Profile: Mark Muir (quatre)

Mail
Comment Count 4 comments
0 xtras

Latest comments

# by quatre on 01/17/06 at 04:06:58

The issue with the daggers († and ‡) is to do with Messenger's log formats. Some versions represent the end of each conversation by an invalid Unicode sequence, whereas more recent versions instead mark the sender line with a (different) invalid Unicode character in the middle of the "Display name says:". And some other versions do neither of these, and instead mark the beginning of the first line of conversation with a sequence of daggers. My parser can't determine beforehand which type it will encounter, so instead expects any. There may be other formats which I haven't looked at in a hex editor. Most of the time this works fine, but sometimes a mixup can occur, which leaves in some of those invalid Unicode characters, or extra daggers. I haven't got a fix for this - the Messenger file formats are just too idiotic to parse in an easy manner. This is also why the search feature in Messenger is so slow.
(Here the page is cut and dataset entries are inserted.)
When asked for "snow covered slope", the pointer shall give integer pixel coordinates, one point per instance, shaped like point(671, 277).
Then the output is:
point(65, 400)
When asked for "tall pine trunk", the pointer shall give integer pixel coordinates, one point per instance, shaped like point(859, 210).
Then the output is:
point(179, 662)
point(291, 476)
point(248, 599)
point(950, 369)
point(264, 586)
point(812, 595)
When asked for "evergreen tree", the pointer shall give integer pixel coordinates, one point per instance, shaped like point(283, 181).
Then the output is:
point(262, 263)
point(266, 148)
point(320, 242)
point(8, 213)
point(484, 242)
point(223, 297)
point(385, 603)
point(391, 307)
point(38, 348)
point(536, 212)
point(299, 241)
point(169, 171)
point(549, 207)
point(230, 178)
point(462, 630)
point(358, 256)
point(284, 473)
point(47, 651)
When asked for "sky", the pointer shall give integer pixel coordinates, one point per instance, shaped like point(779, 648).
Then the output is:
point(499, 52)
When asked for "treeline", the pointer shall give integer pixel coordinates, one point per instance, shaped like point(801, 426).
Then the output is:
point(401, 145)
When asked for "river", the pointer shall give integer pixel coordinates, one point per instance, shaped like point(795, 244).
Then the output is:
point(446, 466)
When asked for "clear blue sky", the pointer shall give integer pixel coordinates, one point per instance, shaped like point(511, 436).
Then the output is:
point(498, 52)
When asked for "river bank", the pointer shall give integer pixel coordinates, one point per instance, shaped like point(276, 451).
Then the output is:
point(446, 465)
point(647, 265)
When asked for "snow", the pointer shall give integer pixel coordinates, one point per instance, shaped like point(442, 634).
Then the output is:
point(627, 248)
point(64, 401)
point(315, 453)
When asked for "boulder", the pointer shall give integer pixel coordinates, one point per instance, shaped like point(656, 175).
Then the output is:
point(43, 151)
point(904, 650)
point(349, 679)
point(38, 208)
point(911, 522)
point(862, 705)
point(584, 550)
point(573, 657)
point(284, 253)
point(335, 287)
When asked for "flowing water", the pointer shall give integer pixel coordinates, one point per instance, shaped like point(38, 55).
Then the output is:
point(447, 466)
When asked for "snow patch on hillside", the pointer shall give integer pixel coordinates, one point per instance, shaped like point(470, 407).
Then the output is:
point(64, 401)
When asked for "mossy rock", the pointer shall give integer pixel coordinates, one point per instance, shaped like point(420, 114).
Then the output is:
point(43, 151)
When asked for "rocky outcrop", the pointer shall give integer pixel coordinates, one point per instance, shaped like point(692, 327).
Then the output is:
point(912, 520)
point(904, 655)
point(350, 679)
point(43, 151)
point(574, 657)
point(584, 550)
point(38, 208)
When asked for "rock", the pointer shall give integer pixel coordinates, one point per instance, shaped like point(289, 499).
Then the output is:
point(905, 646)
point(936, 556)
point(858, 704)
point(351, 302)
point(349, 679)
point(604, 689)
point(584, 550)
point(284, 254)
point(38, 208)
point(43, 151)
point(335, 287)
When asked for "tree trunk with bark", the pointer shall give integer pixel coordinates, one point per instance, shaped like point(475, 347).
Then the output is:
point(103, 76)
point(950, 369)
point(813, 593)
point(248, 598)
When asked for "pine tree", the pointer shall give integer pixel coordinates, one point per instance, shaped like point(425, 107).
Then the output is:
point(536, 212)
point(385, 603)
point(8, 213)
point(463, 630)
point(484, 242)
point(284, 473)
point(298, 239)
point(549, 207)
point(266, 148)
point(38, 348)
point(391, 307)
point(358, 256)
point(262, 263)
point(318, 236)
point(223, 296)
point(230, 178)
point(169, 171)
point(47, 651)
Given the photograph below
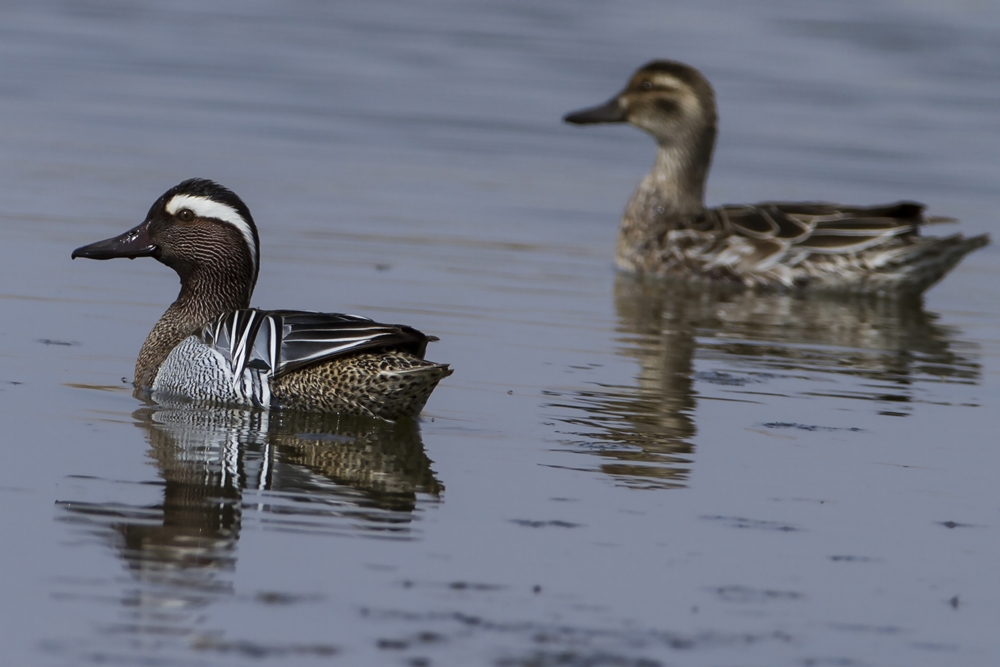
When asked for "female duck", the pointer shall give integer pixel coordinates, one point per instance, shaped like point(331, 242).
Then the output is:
point(211, 346)
point(667, 231)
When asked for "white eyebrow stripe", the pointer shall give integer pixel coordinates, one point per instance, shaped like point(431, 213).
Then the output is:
point(203, 207)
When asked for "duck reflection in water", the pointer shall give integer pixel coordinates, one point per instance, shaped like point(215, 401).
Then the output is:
point(875, 349)
point(288, 471)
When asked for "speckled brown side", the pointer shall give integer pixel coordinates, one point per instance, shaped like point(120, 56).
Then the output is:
point(389, 385)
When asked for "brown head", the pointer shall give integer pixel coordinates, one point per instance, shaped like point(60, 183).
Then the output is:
point(201, 230)
point(671, 101)
point(205, 233)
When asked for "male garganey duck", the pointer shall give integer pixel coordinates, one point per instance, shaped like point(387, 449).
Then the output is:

# by quatre on 01/17/06 at 03:39:15

OK, sorted it. The Adium logs don't use UTF-8 - they represent Unicode characters using HTML entities such as Λ (hopefully that will be escaped by this wiki). So my test logs now work in Adium. Hopefully it will work for you guys too.

Again, I'll get Fuyutsuki to upload it (now version 1.2).

# by quatre on 01/17/06 at 03:20:33

OK, I've now read some material on UCS-10646 and Unicode, and now I recognise that the encoding used in Messenger is UCS-2 (UTF-16), which I've now made the parser able to convert into UTF-8. After some tests with some Greek, I've validated that the conversion works, but unfortunately Adium's log viewer incorrectly interprets them as Mac Roman, like how TextEdit does if I open it with it (unless I explicitly tell it to open everything as UTF-8). I tried manually adding an HTML encoding line to the top of the log, which causes Safari to be able to show the characters properly, but Adium's log viewer ignores it.

I would appreciate it if someone who routinely uses Unicode characters in their Adium conversations could post me a snippet of one of their logs, so I can see how it identifies the encoding. Or maybe it doesn't, and it's just the current locale set in the OS that's causing the problem…

I'll get Fuyutsuki to upload this new version once he next comes online (version 1.1).

# by quatre on 01/16/06 at 12:18:23

Actually, it is because the MSN logs are a binary file format, and don't store the text as UTF-8. They use a format that I'm not familiar with (16 bits per character - I think this is wchar, but I don't know much about that encoding), so all my scripts do is basically ignore the most significant byte (except in a few special cases - those that I found in my own logs).

I can fix this (to properly translate to UTF-8) if anyone can point me in the direction of some suitable documentation.